We can also measure the stocks in foreign countries in the same way. The only difference is the individual security risk is measured against the stock’s home market (not the S&P 500).
A Review of CAPM
The higher the beta, the higher the risk. Therefore, to justify the extra risk, investors should expect a higher return on that security. Bill Sharpe’s Capital Asset Pricing Model (CAPM) looks at risk and rates of return and compares them to the overall market. This theory suggests that the expected return of a security (or a portfolio) equals the risk free rate (i.e. Treasury bill) plus a risk premium. To calculate how much extra return you should take to compensate for that risk, you can use the following CAPM formula:
Required Return = Risk free rate + (Market return – Risk free rate) * Beta
So, assuming a risk free rate of 3% and a market rate of 8%, for a company with a beta of 1.4, the investor should demand a rate of return equal to 10% {3+(8-3)*1.4}. Swap that for a company with a beta of 2.8 and the required return shoots to 17%.
As I mentioned in the introduction, the risk of a portfolio depends upon the risk of the individual securities (which we’ve just learned). We can now discuss the impact on the portfolio as a whole. The beta of a portfolio is the weighted average of the individual asset betas where the weights are the portfolio weights.
Portfolio Beta = (the sum of) £ {weight of security X Beta of security}
So, investors can construct portfolios with whatever beta they want, since all the information they need is the betas of the underlying assets. But, unfortunately the CAPM approach is flawed for many reasons including but not limited to:

  • The beta may not be constant through time.
  • The world CAPM may not hold in all countries.
  • The returns on the market portfolio and the risk free rate may be wrong
  • There may be other sources of risk (as explained in the Fama/French 3 Factor Model)

Renowned academics Eugene Fama and Ken French suggest that three risk factors: market, size and price dimensions explain 96% of historical equity performance. This model explains the fact that two particular types of stocks outperform markets on a regular basis: value and small-caps. They proved that this pattern persists in multiple time frames and every global market where we can assemble data. A far superior model than CAPM, the Fama-French Three Factor Model allows investors to calculate the way portfolios take different types of risk in order to calculate their appropriate expected returns. It has replaced CAPM as the accepted model for determining expected returns.

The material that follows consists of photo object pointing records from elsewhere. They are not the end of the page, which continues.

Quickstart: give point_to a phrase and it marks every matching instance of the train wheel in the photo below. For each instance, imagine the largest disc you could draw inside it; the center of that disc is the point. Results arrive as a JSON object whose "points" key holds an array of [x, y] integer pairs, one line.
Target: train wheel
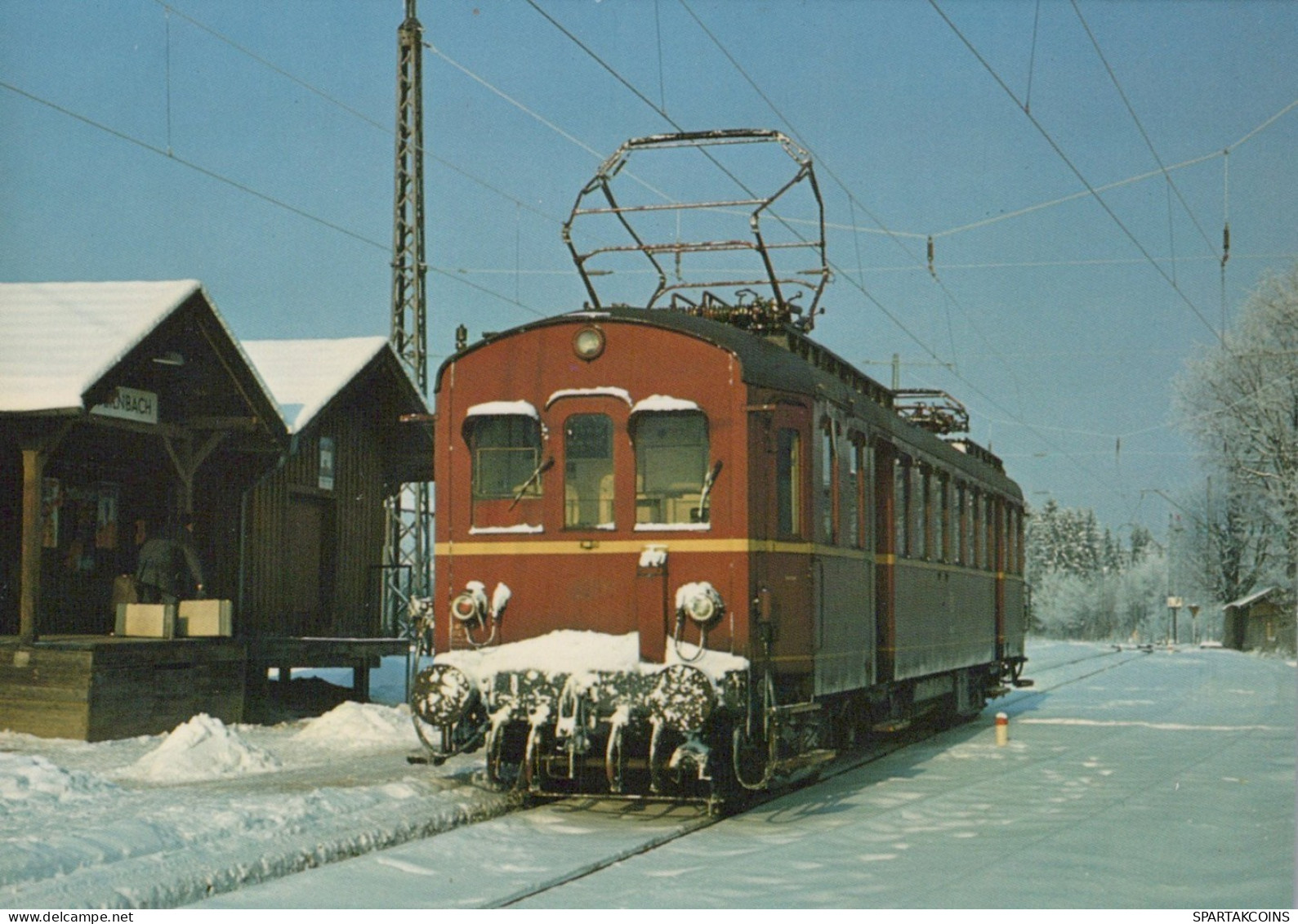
{"points": [[533, 774], [506, 749], [751, 760], [614, 760]]}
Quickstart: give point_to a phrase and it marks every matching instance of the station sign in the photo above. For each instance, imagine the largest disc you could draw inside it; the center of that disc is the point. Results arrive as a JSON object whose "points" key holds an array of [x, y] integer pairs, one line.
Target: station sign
{"points": [[130, 404]]}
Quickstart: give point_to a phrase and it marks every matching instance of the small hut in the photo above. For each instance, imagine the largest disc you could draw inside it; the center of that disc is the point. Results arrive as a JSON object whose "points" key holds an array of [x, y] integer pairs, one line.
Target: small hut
{"points": [[123, 405], [126, 405], [315, 526], [1260, 622]]}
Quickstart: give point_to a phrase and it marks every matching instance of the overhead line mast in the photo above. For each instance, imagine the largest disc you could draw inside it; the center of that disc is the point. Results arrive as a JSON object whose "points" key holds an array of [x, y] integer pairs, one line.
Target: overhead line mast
{"points": [[408, 557]]}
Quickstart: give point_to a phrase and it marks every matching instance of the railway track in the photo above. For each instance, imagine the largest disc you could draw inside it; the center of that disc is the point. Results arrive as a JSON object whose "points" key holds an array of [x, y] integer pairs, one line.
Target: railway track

To recap, the Beta Coefficient is determined by several factors: the variability of the individual stock return, the variability of the market return, and the correlation between the return on the security and the return on the market. Because beta is based on the historical performance of a stock, it should not be used as an indication of how the stock may perform in the future. Furthermore, the CAPM model which employs Beta is not the best model for investors to use and only tells part of the story. Instead, investors would be well served to explore the benefits of the alternative 3 Factor Model.